Слова метнулись на зеркало и кружили по его поверхности, пока я расчесывал перед ним волосы и вдевал в галстук подаренную ею булавку. Они последовали за мной вниз по лестнице и дальше, в гостиную, где из письменных знаков превратились в звуки, обретя его голос, глубокий, знакомый, любимый, незабываемый голос самого Эмброза: «…единственный путь к ее сердцу».
Когда Рейчел спустилась к обеду, на ее шее мерцало жемчужное колье — то ли как знак прощения, то ли как дань моему дню рождения, — однако то, что она надела его, не только не приблизило ее ко мне, но еще больше отдалило. В тот вечер — да и только ли в тот? — я предпочел бы видеть ее шею обнаженной.
Мы сели обедать. Молодой Джон и Сиком прислуживали за столом, в честь моего дня рождения покрытым кружевной скатертью, уставленным фамильным серебром и освещенным парадными серебряными канделябрами. По заведенной еще в мои школьные годы традиции, подали вареную курицу и бекон, которые Сиком с гордым видом и не спуская с меня глаз внес в столовую. Мы улыбались, смеялись, поднимали тосты за них и за нас самих, за двадцать пять лет, которые остались у меня за спиной, но меня не покидало чувство, что мы только разыгрываем веселье, разыгрываем ради Сикома и молодого Джона, и, стоит нам остаться вдвоем, наступит полная тишина.
Вдруг мне показалось, что выход найден, и я с упрямством одержимости ухватился за него: надо пировать, веселиться, самому пить больше вина и наливать ей, тогда острота чувств притупится и мы оба забудем и о гранитной плите, и о том, что она олицетворяет для каждого из нас. Вчера вечером я, как во сне, пришел к маяку, и светила полная луна, и сердце мое ликовало. Сегодня вечером, хоть за прошедшие с тех пор часы мне и открылось все богатство мироздания, мне открылся и его мрак.

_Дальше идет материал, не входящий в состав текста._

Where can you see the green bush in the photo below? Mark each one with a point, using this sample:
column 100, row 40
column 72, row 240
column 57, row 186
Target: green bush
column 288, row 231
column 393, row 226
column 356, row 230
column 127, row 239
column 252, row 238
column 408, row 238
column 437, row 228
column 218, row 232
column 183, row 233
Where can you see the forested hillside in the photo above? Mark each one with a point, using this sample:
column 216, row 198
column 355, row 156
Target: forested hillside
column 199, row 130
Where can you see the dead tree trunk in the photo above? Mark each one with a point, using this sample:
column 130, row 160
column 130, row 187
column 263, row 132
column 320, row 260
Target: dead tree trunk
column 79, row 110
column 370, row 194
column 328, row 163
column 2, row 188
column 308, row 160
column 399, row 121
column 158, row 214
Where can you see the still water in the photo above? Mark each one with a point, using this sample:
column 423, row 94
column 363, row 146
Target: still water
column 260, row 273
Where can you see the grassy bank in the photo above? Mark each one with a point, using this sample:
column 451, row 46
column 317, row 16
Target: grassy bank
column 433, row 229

Осоловелыми глазами я наблюдал за ней через стол; она, смеясь, разговаривала с Сикомом, и мне казалось, что никогда она не была так красива. Если бы я мог вернуть себе состояние духа раннего утра, покой и мир и слить его с безрассудством дня среди цветов первоцвета под высокими березами, я вновь был бы счастлив. Она тоже была бы счастлива. Мы навсегда сохранили бы это настроение и как бесценную святыню пронесли бы его в будущее.
Сиком снова наполнил мой бокал, и мрак рассеялся, сомнения утихли; когда мы останемся вдвоем, подумал я, все будет хорошо, и я сегодня же вечером, сегодня же ночью спрошу ее, скоро ли мы обвенчаемся, именно скоро ли — через несколько недель, через месяц? — ибо я хотел, чтобы все знали — Сиком, молодой Джон, Кендаллы, — все, что Рейчел будет носить мое имя.

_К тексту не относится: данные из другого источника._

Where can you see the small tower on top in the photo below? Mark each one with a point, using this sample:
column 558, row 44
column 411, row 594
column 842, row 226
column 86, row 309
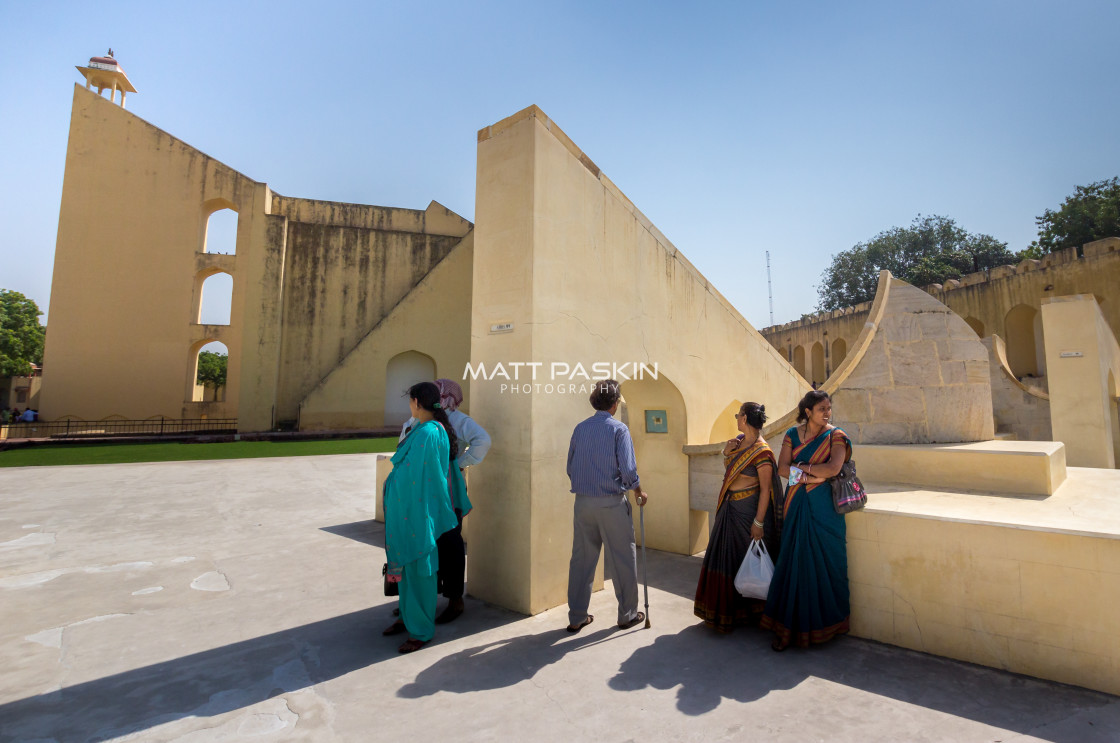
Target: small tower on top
column 105, row 72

Она станет миссис Эшли, женой Филипа Эшли.
Должно быть, мы засиделись допоздна, потому что, когда на подъездной аллее послышался стук колес, мы еще не встали из-за стола. Зазвонил колокольчик, и Кендаллов ввели в столовую, где мы сидели среди хлебных крошек, остатков десерта, полупустых бокалов и прочего беспорядка, какой всегда бывает после обеда. Припоминаю, как я нетвердо поднялся на ноги и приволок к столу еще два стула, несмотря на протесты крестного, заявившего, что они уже обедали и заехали всего на минутку, чтобы пожелать мне здоровья.
Сиком принес чистые бокалы, и я увидел, что Луиза, одетая в голубое платье, вопросительно смотрит на меня, думая, как подсказала мне интуиция, что я слишком много выпил. Она была права, но такое случалось весьма редко, был мой день рождения, и ей пора раз и навсегда понять, что никогда у нее не будет права осуждать меня иначе чем в качестве подруги детства. Крестный тоже пусть знает. Это положит конец его планам относительно Луизы и меня, положит конец сплетням и облегчит душу всем, кого так занимал этот предмет.
Мы снова сели. Крестный, Рейчел и Луиза, за время ланча привыкшие к компании друг друга, завели разговор; тем временем я молча сидел на своем конце стола и, почти не слыша их, обдумывал объявление, которое решил сделать.
Наконец крестный с бокалом в руке наклонился в мою сторону и, улыбаясь, сказал:
— За твое двадцатипятилетие, Филип. Долгой жизни и счастья.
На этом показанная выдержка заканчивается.